Andrew shared about his personal struggle, and how he tried to hide it from everyone around him. “I burnt out very significantly from overwork. There were a number of factors driving that, and as a result, the way that burnout manifested itself was in terms of some pretty paralysing anxiety.”
Laird compares his experience to 2 Corinthians 12, where Paul pleads with God to take the thorn from his flesh. God refuses, but promises Paul something far better than his wish. Just as he did for Paul, God gave Laird the strength and grace to get through something that he could never have endured alone.
In his talks at the conference, he encouraged attendees to take off the masks society demands we wear, and reveal our true selves.

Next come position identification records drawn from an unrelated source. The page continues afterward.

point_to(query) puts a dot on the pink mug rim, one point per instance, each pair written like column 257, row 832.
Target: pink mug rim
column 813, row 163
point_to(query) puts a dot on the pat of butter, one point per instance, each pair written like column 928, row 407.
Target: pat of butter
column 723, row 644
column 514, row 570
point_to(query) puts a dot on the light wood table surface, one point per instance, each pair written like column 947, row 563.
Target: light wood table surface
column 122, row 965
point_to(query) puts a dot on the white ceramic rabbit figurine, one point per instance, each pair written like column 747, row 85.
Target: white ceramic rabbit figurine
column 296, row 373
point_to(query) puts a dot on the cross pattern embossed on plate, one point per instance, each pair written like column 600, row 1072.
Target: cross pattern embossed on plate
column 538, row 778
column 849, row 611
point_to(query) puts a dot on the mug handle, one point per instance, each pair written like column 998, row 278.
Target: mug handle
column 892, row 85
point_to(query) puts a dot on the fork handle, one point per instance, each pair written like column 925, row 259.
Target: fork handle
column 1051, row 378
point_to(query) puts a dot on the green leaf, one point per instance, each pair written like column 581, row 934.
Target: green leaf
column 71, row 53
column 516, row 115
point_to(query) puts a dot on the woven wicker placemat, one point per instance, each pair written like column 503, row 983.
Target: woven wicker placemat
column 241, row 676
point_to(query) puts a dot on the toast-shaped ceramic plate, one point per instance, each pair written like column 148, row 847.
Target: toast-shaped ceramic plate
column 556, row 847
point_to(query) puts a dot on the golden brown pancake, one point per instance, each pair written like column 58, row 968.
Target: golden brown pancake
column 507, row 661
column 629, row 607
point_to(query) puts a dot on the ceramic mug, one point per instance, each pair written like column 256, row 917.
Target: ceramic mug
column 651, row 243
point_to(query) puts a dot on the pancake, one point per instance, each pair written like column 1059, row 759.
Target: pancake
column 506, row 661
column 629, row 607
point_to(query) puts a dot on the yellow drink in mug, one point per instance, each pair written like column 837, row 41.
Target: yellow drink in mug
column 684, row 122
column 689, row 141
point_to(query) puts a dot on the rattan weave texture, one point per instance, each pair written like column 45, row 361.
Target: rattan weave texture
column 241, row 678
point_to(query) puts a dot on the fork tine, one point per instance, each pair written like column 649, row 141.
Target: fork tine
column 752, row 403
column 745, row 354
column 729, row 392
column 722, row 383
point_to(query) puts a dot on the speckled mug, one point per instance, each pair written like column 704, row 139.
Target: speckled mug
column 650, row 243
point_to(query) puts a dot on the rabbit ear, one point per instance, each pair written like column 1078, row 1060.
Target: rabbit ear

“But I think the call for the Christian person is to be honest, is to be real, recognising, as Paul says in 2 Corinthians, that actually when we are weak, we will have an experience of God’s strength and enabling that we might not have had if we thought we could do it ourselves.”
“But even more than that, his power, and his strength, will be seen all the more clearly in our lives when we do. And so, we’re to step out in faith, if you like, and take that risk, of recognising that this might be for His glory in our life.”
Of course, there’s another danger some of us are increasingly aware of. The examples of Israel Folau and Margaret Court have led many to worry that talking about their Faith at work could lead to persecution, or even cost them their jobs. Laird has heard that concern raised more and more recently, and he agrees it’s justified.
But he also warns us not to let fear shape our lives. “If there’s one characteristic that I see absent, if you like, in the New Testament amongst Christian believers there, it’s fear. Indeed, perfect love drives out fear. Fear is not meant to be a hallmark of the Christian person, because they can have confidence, that they trust in the sovereign God who rules over all things, and the hope of eternity that they have.”
This probably won’t happen to you, but Daniel never hid his allegiance, even when it meant being thrown into the lions’ den, and remember, that story had a happy ending. In 2 Corinthians 5, Paul describes how, if we’re confident in our identity in Christ, we don’t worry about what other people think of us.
The Apostle Peter urges us to “live such good lives among the pagans that, though they accuse you of doing wrong, they may see your good deeds and glorify God on the day he visits us”. (1 Peter 2:12 NIV)
Features of an authentic Christian life include honesty, integrity and servant leadership, all of which also make for a trustworthy worker, and a likeable person.
So, Andrew says that when we talk about our Faith, we’re being judged on more than the words we say in the moment. “That text comes in the context of a life that has been lived differently. And in my own personal experience, people I talk to as well, they have found that when they have said currently controversial things about controversial topics in the workplace, colleagues have responded ‘well, I don’t agree with that, but I like you, and so I’ll give that view a hearing’.”
There’s something else important to remember as well. Because we live in a fallen world, we know we’re not the only ones who will go through hard times. “Everyone has problems. All of our colleagues do. It’s not just us. And they’re all wearing a mask too, trying to make it look like everything’s ok.”
“But if we have been unmasked in the workplace, and known as someone who is familiar with weakness and difficulty in our own life, I think that creates a trust in our colleagues that I can be unmasked with them too. If they’ve been so honest with me, then they’re a safe person for me to share my issues and struggles and challenges and brokenness and difficulty with as well.”
“And when they do, they’re inviting us to speak in that moment, and tell them the reason for the hope that we have.”